Un prix minimal mondial du carbone est au centre des discussions de la COP26. Même si un tel instrument serait très bienvenu, ce ne serait pas la panacée pour le financement de la transition climatique.

Théoriquement, on peut penser qu’un prix du CO2 correctement fixé conduirait à une décarbonisation efficace grâce aux mécanismes de marché. Cette idée est néanmoins remise en question dans la réalité et il faudra une action politique déterminée, tant au niveau national qu’international.

Aujourd’hui, les prix du carbone se présentent sous plusieurs formes, mais le défi commun est de fixer le bon prix et d’éviter des fuites.

Le niveau du prix du CO2 peut être considéré comme un compteur de vitesse, qui détermine à la fois la rapidité avec laquelle les producteurs et les consommateurs se tournent vers des alternatives à faible teneur en carbone et modifient leurs habitudes de consommation, et celle avec laquelle une partie du stock de capital actuel devient obsolète et demande de nouveaux investissements.

Lorsque les industries émettrices déplacent leur production en dehors du champ d’application du prix du carbone et obtiennent ainsi un avantage concurrentiel déloyal, la théorie recommande la mise en place de mécanismes d’ajustement aux frontières, par exemple une taxe carbone.

Idéalement, au niveau mondial, tous les pays seraient incités à appliquer un prix du carbone pour ainsi éviter l’apparition de telles barrières commerciales.
Pour éviter un choc négatif du côté de l’offre, qu’il soit dû à une contraction du stock de capital ou à des barrières commerciales, il faut agir sur plusieurs fronts.

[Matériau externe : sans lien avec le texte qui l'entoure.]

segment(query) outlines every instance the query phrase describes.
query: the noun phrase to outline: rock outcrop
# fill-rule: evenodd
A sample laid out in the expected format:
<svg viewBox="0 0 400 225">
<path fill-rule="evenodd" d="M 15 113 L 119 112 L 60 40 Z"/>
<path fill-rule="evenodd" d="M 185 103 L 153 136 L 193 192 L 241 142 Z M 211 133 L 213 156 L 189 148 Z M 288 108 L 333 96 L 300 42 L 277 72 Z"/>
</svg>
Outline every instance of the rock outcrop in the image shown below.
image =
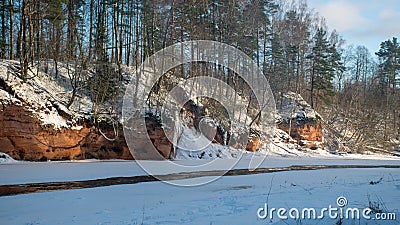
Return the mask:
<svg viewBox="0 0 400 225">
<path fill-rule="evenodd" d="M 70 159 L 132 159 L 120 135 L 109 141 L 94 127 L 85 124 L 55 129 L 42 125 L 21 104 L 6 105 L 0 109 L 1 151 L 14 159 L 43 161 Z M 109 134 L 110 132 L 105 131 Z"/>
</svg>

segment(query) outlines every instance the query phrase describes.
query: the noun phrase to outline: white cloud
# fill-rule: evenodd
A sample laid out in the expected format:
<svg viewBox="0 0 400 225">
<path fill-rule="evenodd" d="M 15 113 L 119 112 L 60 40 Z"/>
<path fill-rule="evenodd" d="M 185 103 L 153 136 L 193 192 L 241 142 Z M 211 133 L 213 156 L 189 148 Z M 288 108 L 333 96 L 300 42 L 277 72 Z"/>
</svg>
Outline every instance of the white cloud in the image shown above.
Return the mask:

Côté financement, l’idée d’un spread carbone, contribuant à orienter les flux de capitaux vers les nouveaux investissements, fait partie intégrante de la littérature.

Il convient également de noter qu’à mesure que les entreprises s’engagent à réduire leurs émissions, nombre d’entre elles adoptent des prix internes du CO2 avec des effets similaires, qu’il s’agisse d’éliminer le stock de capital non conforme ou de rendre les chaînes d’approvisionnement plus écologiques. Les entreprises qui ne le font pas risquent d’être isolées des chaînes d’approvisionnement, des financements et, en bout de chaîne, des clients finaux.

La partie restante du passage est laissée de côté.